Er postete einen Bericht des STANDARD und forderte: "Diese "Vorwürfe müssen UMGEHEND aufgeklärt werden." Monika Hohlmeier, EU-Abgeordnete (CSU) und wie Freund Mitglied im Haushaltskontrollausschuss, beschwichtigte. Er solle nicht Verdächtigungen verbreiten, "meinen ersten Ermittlungen nach ist da leider viel falsch", schrieb sie. Man solle "klären, was wahr ist und was nicht".

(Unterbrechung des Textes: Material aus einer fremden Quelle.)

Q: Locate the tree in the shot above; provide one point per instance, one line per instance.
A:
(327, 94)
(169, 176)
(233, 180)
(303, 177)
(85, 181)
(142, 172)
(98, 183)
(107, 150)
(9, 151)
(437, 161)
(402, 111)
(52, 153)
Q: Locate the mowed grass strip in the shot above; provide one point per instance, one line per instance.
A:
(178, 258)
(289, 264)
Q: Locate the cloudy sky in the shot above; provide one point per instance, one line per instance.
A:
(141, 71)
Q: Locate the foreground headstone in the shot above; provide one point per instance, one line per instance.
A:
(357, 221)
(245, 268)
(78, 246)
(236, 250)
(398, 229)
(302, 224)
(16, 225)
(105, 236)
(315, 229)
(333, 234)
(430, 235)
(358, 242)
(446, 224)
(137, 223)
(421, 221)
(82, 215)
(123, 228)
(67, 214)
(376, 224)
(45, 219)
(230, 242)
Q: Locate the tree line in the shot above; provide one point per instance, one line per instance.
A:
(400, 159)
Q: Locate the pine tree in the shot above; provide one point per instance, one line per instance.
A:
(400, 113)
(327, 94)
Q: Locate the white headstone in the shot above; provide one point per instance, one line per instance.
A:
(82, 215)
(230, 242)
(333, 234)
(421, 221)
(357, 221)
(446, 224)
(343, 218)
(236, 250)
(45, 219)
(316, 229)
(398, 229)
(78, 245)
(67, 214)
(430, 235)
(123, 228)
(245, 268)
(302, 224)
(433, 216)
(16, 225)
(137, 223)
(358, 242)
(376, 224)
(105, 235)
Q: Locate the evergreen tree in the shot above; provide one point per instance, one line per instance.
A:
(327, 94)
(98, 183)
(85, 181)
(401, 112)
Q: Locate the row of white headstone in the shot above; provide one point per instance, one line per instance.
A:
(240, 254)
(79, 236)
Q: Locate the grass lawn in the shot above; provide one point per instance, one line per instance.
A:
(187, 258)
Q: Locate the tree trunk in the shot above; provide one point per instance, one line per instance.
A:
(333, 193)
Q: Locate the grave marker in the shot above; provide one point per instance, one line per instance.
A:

Die Abgeordneten dürften einiges zu tun kriegen. Die französische Tageszeitung Libération legt mit Enthüllungen über "systemische" unsaubere Praktiken nach – nicht nur im Rechnungshof. Dubiose Machenschaften, politische und persönliche Seilschaften in der Europäischen Volkspartei (EVP) zögen sich hinein auch in EU-Kommission und den Europäischen Gerichtshof (EuGH).

Ein Netzwerk der EVP

Es werde ein ganzes "Netzwerk" aus höchsten Beamten, Lobbyisten und Politikern bedient, die bei diskreten Treffen ihre Deals machten. Das würde Pflichtwidrigkeiten bezüglich des "Verhaltenskodex" bedeuten, den die Kommission seit 1999 stets verschärft hat, schreibt die Zeitung, die den Stein am Freitag ins Rollen gebracht hat.

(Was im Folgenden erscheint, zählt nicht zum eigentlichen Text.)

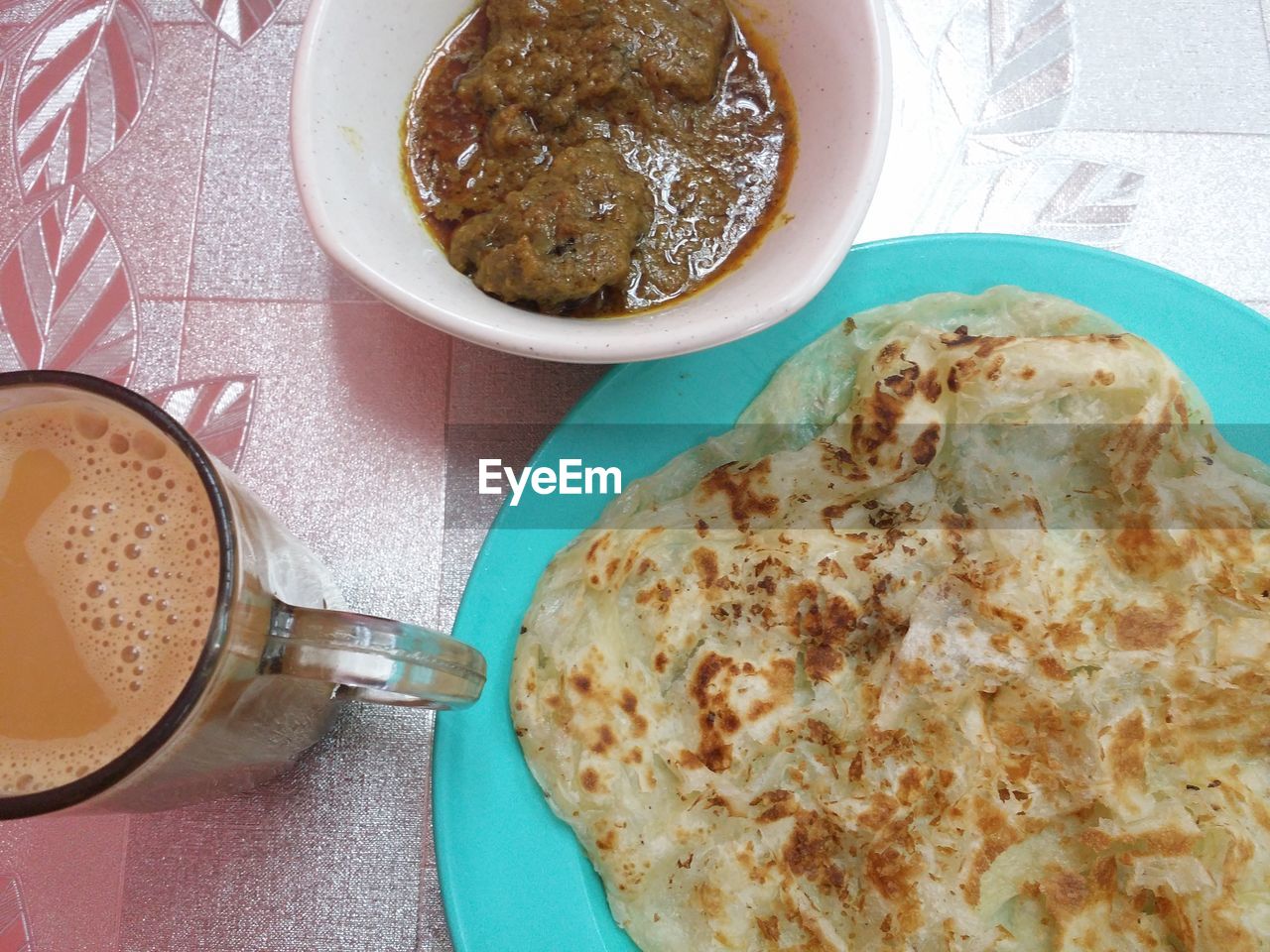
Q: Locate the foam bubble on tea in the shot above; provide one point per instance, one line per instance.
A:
(108, 576)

RH-Präsident Klaus-Heiner Lehne, der bis 2014 EU-Abgeordneter der EVP war, habe in Luxemburg lediglich eine Art "Briefkastenwohnung", in der auch drei seiner Kabinettsmitarbeiter registriert seien. Der Deutsche sei jedoch – so wie ein Drittel seiner Kollegen im RH-Kollegium – fast nie an seinem Dienstort, kassiere bei einem Gehalt von 24.000 Euro eine Wohnbeihilfe von 3.500 Euro für seine WG.

Ein RH-Sprecher bestätigte knapp, dass alle Genannten "über eine Adresse in Luxemburg verfügen", wie das vorgeschrieben sei.

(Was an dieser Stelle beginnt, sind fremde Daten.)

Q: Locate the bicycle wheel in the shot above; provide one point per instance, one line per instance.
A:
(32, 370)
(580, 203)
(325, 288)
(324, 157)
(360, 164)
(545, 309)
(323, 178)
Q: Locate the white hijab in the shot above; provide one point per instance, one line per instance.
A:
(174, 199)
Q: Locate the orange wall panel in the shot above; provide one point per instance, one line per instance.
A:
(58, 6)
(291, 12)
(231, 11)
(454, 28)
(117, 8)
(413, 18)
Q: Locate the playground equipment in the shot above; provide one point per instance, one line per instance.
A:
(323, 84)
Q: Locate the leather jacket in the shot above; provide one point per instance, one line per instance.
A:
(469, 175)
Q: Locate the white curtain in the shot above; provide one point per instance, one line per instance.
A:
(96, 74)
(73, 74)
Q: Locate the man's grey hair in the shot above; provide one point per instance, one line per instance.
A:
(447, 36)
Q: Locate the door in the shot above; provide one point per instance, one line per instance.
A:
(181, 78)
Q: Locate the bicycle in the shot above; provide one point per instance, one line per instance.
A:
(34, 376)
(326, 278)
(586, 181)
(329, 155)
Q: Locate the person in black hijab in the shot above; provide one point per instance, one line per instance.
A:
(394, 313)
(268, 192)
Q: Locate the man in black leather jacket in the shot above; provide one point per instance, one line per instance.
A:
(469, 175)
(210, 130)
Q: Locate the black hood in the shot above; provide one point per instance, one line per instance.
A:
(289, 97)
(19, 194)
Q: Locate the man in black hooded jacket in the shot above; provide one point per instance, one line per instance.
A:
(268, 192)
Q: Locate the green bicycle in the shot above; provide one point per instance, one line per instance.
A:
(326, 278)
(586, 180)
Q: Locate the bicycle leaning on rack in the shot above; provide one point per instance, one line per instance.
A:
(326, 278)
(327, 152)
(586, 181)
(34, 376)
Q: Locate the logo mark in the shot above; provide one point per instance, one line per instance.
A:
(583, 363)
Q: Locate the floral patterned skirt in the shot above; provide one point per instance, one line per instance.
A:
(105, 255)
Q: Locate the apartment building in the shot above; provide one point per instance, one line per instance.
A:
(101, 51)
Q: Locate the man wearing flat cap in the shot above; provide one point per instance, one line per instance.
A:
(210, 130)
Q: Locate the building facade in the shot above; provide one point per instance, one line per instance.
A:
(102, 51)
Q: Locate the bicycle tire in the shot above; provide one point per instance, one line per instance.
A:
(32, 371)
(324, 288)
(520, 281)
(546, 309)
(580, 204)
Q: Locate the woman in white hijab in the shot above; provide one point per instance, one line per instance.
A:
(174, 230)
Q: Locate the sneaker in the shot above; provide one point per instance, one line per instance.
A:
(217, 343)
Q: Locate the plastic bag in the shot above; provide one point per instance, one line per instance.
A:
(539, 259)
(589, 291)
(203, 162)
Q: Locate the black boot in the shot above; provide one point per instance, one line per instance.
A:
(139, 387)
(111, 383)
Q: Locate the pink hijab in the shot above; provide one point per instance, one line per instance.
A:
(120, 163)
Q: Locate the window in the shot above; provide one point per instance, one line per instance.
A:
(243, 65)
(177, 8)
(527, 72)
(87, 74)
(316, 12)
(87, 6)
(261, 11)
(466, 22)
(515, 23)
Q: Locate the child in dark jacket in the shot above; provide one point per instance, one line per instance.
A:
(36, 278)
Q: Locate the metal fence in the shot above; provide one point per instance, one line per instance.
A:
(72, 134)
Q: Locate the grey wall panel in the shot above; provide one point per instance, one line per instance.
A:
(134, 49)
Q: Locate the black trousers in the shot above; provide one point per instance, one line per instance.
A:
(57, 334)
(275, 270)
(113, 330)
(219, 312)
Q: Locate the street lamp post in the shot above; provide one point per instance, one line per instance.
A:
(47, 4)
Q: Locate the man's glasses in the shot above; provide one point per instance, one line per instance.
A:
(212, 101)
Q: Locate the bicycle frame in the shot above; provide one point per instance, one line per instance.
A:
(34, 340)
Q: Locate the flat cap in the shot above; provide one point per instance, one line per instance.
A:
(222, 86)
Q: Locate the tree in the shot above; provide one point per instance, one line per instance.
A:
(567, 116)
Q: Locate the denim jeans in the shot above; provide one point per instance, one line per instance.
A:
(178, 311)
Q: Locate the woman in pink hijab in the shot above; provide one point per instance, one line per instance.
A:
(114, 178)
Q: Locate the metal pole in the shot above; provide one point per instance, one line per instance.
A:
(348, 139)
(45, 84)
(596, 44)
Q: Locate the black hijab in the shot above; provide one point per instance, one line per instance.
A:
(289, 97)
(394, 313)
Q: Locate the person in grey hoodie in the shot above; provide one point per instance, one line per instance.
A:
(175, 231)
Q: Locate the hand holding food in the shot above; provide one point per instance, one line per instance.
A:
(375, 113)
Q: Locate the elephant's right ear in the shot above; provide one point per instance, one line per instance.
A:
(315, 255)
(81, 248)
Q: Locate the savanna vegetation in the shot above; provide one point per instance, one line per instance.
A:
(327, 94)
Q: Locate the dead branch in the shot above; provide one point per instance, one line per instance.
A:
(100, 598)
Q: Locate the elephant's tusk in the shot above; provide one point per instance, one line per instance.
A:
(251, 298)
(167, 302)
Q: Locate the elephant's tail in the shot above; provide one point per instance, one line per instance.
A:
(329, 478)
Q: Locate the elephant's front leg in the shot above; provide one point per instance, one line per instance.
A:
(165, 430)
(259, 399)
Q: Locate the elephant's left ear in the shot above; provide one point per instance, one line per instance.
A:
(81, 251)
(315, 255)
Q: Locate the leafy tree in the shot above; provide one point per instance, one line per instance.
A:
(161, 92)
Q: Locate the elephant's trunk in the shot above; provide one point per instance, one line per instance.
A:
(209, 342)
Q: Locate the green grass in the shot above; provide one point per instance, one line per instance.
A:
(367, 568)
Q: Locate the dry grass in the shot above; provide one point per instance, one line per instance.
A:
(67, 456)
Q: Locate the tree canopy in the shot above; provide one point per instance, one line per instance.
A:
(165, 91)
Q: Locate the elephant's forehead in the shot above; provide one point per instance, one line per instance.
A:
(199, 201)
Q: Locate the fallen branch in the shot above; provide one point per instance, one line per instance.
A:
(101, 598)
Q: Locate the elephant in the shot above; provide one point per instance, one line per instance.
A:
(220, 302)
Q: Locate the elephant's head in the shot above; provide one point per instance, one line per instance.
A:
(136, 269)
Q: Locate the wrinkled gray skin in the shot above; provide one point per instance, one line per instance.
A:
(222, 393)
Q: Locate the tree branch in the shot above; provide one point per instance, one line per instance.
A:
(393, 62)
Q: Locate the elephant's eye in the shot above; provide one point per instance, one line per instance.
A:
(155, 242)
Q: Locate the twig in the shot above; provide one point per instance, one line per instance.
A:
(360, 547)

Laut Libération sei Lehne in Düsseldorf weiter in der CDU tätig, obwohl er zur Unabhängigkeit verpflichtet sei. Und er sei, wie andere RH-Mitglieder auch, durch Essensabrechnungen für Dinner mit Mitarbeitern aufgefallen, einmal für stattliche 476 Euro.

Feine Jagdgesellschaften

Neue Vorwürfe lassen nun Affären von Lehnes Ex-Kollegen Karel Pinxten aufleben. Der frühere Verteidigungsminister war von 2006 bis 2018 Belgiens Vertreter im RH-Kollegium. Jüngst kürzte ihm der EuGH in einer nie da gewesenen Entscheidung die Pension um zwei Drittel, weil er laut den Betrugsbekämpfern von Olaf den Rechnungshof um 500.000 Euro betrogen hatte – durch exzessive Spesen, oder weil er monatelang ohne Grund abwesend war.

Es stellt sich nun die Frage, warum die Verhaltensregeln ausgerechnet bei Europas obersten Rechnungsprüfern so lasch gehandhabt werden. Über den Fall Pinxten tauchen nun weitere Vorwürfe von Verstößen auf, die auch Mitglieder des Europäischen Gerichtshofes und der Kommission betreffen. So habe es 2015 Einladungen zu einem Dutzend Jagden in Frankreich und Belgien und sogenannte Salons mit Prominenten der Wirtschaft gegeben, zu denen hohe EU-Beamte und Kommissare geladen waren. Ausgerichtet wurde das von Lobbyisten der Landbesitzerorganisation (ELO).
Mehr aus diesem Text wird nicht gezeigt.